Decarbonisation was mentioned. The hon. Member for Stockport (Navendu Mishra) mentioned that the Government are not electrifying the track quickly enough. I completely agree and I will come to that in my speech. The hon. Member for Bedford (Mohammad Yasin) mentioned East West Rail using diesel on its trains. The hon. Member for Cynon Valley (Beth Winter)—apologies for my pronunciation—mentioned decarbonisation and HS2 with regard to Wales, and the fact that Wales gets no Barnett money, but Scotland gets 100% Barnett. It is a point I have raised before.
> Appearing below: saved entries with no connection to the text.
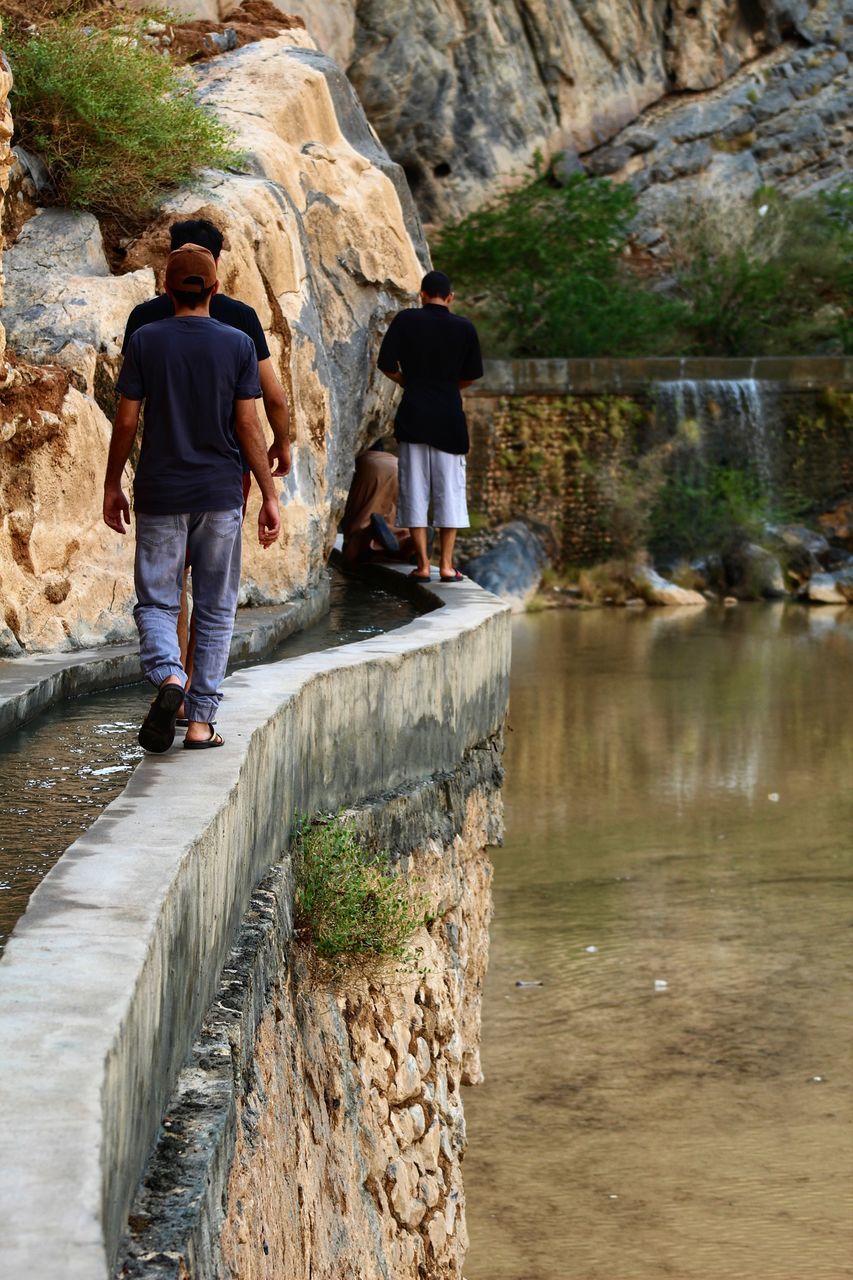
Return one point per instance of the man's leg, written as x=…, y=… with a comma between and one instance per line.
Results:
x=215, y=547
x=413, y=508
x=450, y=503
x=160, y=548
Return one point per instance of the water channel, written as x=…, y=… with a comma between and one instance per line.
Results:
x=62, y=769
x=670, y=1091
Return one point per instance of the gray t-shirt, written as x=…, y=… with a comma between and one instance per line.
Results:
x=188, y=370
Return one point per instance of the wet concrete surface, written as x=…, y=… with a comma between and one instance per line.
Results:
x=62, y=769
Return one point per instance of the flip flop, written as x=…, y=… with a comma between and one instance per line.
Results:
x=205, y=744
x=156, y=732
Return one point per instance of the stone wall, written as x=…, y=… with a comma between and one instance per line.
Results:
x=557, y=440
x=108, y=977
x=322, y=240
x=324, y=1118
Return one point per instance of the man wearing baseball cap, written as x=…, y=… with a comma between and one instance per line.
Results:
x=199, y=382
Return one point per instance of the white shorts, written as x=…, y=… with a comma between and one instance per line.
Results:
x=427, y=472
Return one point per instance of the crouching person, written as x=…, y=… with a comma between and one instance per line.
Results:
x=199, y=382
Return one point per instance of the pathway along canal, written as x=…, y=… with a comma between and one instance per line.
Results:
x=63, y=768
x=675, y=1100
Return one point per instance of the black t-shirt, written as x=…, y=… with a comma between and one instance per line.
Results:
x=188, y=370
x=227, y=310
x=434, y=351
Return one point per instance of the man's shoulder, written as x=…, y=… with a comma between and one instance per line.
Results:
x=232, y=311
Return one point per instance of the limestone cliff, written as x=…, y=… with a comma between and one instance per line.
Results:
x=322, y=240
x=464, y=94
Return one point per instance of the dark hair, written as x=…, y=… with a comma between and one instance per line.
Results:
x=436, y=284
x=192, y=300
x=196, y=231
Connectivity and capacity were issues mentioned by the hon. Members for Kingston upon Hull East (Karl Turner), for Bradford East (Imran Hussain), for Ealing Central and Acton (Dr Huq), for West Dorset (Chris Loder)—who is my comrade on the Transport Committee—and for Ellesmere Port and Neston (Justin Madders). This debate became about the location of GBR’s headquarters. Many strong cases were made for York, not least by the hon. Member for York Central and the hon. Members for Harrogate and Knaresborough (Andrew Jones), for Thirsk and Malton (Kevin Hollinrake) and for York Outer (Julian Sturdy). If I have missed any hon. Members, I do apologise. It is a very good case that they made, but it is one that I cannot support, because there are six Scottish bidders—Dundee, Edinburgh, Fife, Motherwell, Perth and Stirling—and I am not choosing one of them either.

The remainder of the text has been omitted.